Target Locked: I've got metrics again!

I mentioned in this month’s roadmap that my analytics tools weren’t working anymore because Shmeppy’s data became too large for them, and that I’d be working on fixing that.

Well I’ve done it! I have metrics again :blush:, and they’re way better than they ever have been. I even published the source code if you’re interested in seeing how they were made.

I’ll be making some other charts next week, and probably many more over time, but I’ve made the most important chart already, and here it is:

A “convocation” roughly means a “game where multiple people are actually playing a TRPG using Shmeppy”. So this chart shows the number of GMs using Shmeppy each month.

If you recall from How long will shmepy be in early access/how much will it cost I mentioned that only GMs will need a paid subscription when Shmeppy becomes non-free. So this chart is showing the number of users who would be paying for Shmeppy.

This is the metric that I need to increase if Shmeppy is to survive. If I can’t get make these numbers grow by about 10x, Shmeppy will never be a source of financial stability for me, and I’ll have to go back to regular employment.

The stall in growth is pretty understandable given that I was moving and basically not touching the project for several months. But I’ll be working hard to try and grow these numbers quickly in 2020. :crossed_fingers:

I showed this to my mom and she was worried I lost half my users in the last month :sweat_smile:. In case any of you interpret this graph similarly… That last bar is so short because it’s only counting the convocations in the first 7 days of February: that month is in-progress.
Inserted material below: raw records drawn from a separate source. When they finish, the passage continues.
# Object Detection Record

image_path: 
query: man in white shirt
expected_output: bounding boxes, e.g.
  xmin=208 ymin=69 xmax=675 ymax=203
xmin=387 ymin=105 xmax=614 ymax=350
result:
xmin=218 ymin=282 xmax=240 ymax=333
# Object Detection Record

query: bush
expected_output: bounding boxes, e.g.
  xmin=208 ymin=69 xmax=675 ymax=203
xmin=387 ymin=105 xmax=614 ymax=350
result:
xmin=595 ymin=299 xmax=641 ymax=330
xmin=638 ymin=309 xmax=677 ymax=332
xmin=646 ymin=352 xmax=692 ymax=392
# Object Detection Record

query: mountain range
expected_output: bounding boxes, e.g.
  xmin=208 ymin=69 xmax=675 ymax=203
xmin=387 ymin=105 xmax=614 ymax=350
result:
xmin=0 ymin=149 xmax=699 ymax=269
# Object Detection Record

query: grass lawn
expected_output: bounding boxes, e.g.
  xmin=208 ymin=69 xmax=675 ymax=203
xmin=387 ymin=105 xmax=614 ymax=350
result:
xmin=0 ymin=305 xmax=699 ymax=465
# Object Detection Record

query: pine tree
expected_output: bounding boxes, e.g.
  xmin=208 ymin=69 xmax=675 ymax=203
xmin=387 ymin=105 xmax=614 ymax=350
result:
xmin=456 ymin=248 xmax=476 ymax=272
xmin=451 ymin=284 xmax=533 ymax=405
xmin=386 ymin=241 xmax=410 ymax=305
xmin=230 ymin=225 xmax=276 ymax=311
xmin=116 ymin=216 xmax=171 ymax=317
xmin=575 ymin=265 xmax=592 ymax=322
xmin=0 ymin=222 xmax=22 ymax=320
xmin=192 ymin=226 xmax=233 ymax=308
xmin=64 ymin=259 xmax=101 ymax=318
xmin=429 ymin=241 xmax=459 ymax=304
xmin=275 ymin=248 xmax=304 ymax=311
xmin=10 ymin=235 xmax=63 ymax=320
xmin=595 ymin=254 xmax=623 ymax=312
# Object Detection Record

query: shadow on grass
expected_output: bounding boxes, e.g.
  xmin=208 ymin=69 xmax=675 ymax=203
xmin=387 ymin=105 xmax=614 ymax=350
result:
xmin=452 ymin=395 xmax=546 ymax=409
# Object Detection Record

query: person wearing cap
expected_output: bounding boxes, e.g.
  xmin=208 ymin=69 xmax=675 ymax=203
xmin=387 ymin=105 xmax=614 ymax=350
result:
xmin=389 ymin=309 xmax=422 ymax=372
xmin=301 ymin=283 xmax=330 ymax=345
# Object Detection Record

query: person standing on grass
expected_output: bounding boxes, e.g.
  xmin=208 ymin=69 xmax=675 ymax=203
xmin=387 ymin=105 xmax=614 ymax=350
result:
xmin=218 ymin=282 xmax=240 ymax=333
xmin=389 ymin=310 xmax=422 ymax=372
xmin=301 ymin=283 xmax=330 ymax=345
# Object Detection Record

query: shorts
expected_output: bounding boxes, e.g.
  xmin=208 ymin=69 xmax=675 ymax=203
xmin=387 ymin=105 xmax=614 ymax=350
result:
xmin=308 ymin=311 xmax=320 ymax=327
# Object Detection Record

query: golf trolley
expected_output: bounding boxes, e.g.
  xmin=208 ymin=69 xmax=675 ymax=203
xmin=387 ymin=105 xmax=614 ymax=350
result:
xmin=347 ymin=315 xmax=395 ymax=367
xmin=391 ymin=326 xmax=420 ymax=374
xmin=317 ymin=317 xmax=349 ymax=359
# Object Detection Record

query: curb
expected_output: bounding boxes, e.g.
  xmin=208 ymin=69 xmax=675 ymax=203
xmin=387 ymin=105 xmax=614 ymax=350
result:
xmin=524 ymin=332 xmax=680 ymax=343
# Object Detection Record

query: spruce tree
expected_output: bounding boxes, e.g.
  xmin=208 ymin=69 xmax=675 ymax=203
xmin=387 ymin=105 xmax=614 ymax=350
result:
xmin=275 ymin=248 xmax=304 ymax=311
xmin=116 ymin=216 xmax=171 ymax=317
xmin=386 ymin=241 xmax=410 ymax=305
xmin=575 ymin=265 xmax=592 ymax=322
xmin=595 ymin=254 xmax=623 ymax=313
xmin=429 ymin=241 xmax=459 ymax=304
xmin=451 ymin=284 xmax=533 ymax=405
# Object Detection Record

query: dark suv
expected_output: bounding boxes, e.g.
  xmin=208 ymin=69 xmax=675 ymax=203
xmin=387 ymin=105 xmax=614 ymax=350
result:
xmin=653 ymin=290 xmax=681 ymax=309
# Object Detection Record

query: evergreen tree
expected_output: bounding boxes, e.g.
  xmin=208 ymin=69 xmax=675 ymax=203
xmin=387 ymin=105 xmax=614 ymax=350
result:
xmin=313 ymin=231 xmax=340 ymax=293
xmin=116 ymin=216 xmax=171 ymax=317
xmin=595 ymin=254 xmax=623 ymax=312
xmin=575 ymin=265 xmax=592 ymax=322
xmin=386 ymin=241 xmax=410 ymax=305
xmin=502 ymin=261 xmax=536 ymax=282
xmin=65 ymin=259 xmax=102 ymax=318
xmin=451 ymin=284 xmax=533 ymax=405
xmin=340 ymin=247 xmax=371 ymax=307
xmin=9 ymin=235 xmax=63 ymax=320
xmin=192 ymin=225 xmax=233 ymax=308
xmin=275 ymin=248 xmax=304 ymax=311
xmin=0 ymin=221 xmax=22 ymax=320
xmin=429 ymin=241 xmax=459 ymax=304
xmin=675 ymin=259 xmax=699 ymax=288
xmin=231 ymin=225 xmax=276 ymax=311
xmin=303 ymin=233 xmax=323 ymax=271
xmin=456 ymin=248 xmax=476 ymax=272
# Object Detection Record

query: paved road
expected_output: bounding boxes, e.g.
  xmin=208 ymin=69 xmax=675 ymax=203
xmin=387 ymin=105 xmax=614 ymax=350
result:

One more graph, the last one I’ll be making this month.

Shows an interesting story. I’ve been paying for ads on Reddit for awhile and I can see that they’re reasonably effective at bringing in new user registrations.

I’m worried that the pace of registrations did not slow at the end of 2019 while the pace of unique GMs hosting convocations did. Makes me worried that user attrition is quite high.

Trying not to worry too much about interpreting the data just yet though. There’s a lot of possible interpretations, like this might be the natural ebb and flow of when people play TRPGs (how many people lost steam/took a break during the holidays?).